Kathleen decides to take the existential philosophy that she has studied and embody it in her actions. She is an ego creating her own will to power, her morality based on what she knows.
— How could you do this? Doesn't this affect you at all? — No. It was your decision... It's not my indifference that's the problem. It's your astonishment that needs studying.
But on the fringes of that philosophy is a religious underpinning — a Catholic background that permeates the thoughts. A determinism that says god has already decided who will go to heaven and who to hell. Sinners are unconscious of evil, predestined for hell. Suffering and guilt are signs that god is working on your salvation.
Look sin in the face and tell it to go
Victim after victim she takes, not to take their life but to inject her philosophy into their bloodstream. She is an evangelical, inviting others into the suffering that may lead to their salvation.
Prove there's no evil, and you can go
One night, she tries to take Peina (Christopher Walken), but like Jesus in the desert, he knows her philosophy and turns it back on her. He claims to have fasted from blood for 40 years, learning to survive on a little.
I'll teach you what hunger is
He drains her of nearly all of her blood. She cannot die this way, so she will only suffer pain. And what is pain to a demon spending eternity suffering in hell? Self-revelation is the annihilation of self. If there is no ego, there is no will to enact on others. In this practice, Peina has almost become human again — walking in daylight and drinking tea.
You're not a person. You're nothing
But Kathleen cannot stand the pain of detox and runs out and draws more blood.
The dual nature to the addiction — it satisfies the hunger that evil engenders, but it also dulls our perception so we are helped to forget how ill we are. We drink to escape the fact we're alcoholics. Existence is the search for a release from our habit, and our habit is the only relief we can find.
She turns towards her doctoral dissertation, finalizing what she has come to understand.

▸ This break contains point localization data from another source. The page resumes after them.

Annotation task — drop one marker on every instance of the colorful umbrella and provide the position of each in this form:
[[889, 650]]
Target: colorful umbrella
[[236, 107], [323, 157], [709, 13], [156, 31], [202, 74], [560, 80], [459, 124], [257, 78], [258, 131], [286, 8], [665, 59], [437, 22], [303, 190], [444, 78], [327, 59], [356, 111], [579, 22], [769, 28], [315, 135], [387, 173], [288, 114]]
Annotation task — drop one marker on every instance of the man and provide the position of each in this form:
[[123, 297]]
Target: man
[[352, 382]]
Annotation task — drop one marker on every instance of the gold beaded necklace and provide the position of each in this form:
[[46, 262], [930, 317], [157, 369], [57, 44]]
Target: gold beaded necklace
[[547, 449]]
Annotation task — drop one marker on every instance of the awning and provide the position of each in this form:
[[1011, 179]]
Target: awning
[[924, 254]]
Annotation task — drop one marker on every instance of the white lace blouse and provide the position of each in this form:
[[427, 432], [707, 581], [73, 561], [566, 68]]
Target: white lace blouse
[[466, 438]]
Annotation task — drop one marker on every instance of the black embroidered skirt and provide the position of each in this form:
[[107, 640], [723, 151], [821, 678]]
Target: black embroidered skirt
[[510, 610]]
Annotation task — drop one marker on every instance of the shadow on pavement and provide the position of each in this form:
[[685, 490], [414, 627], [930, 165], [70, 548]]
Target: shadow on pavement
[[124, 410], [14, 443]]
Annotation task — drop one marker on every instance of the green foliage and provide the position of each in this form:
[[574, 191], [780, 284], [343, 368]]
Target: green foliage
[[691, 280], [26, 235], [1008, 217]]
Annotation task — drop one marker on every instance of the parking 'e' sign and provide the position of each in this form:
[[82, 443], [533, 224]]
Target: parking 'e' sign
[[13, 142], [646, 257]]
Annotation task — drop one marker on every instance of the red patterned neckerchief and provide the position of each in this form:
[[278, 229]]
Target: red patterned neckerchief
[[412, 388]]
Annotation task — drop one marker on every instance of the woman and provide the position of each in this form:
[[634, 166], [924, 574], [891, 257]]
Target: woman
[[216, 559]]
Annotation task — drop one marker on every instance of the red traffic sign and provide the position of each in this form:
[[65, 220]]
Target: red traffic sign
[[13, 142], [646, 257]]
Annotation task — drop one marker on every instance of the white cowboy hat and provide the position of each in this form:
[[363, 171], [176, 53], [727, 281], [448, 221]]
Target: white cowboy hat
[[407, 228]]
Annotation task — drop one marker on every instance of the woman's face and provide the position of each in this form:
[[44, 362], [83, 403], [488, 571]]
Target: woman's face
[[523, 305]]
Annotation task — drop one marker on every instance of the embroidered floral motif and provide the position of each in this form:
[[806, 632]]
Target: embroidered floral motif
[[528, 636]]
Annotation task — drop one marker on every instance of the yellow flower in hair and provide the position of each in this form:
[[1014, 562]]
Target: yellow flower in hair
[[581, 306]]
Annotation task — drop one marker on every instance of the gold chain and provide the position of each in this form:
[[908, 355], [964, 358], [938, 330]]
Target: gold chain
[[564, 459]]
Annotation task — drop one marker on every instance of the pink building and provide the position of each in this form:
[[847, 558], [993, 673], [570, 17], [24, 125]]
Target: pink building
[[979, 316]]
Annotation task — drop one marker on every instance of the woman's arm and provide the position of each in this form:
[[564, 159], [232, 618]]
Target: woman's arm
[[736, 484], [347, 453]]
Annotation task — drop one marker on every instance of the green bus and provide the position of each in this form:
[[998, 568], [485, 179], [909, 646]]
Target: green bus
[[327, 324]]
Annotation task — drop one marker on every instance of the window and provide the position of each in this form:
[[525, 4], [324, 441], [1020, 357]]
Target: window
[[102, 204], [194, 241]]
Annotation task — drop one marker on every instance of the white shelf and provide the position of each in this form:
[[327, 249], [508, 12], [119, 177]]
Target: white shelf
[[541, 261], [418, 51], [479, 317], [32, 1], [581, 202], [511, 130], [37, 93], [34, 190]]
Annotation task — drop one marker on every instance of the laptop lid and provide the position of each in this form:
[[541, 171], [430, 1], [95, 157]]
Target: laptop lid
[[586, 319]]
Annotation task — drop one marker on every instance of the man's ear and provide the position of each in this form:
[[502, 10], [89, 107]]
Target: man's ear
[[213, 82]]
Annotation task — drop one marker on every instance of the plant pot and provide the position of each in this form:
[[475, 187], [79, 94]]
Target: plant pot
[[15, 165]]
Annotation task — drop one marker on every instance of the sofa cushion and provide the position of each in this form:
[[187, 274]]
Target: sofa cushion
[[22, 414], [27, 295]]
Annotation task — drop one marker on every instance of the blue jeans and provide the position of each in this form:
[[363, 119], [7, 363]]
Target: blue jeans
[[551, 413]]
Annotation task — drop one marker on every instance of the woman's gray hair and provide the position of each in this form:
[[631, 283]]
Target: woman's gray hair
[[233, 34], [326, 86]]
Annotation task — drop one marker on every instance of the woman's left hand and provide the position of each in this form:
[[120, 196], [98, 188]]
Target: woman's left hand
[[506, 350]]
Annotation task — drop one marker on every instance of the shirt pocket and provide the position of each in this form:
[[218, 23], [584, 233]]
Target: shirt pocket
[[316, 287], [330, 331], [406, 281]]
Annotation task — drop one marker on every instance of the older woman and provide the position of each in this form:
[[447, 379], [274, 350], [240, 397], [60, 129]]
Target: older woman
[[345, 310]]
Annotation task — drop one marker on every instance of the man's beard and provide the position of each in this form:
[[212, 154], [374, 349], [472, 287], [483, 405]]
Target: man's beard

That philosophy is propaganda — an ego attempts to influence an object — to change its worldview.
Essence is revealed through praxis — our impact on other egos
And with that, she gathers her converts, and they put their philosophy into practice.
We're not evil because of the evil we do. We do evil because we are evil. And what choices do such people have?
But god isn’t done with her yet.
Guilt doesn't pass with time, Jean. It's eternal.
This movie has the worst opening credit song I’ve ever heard.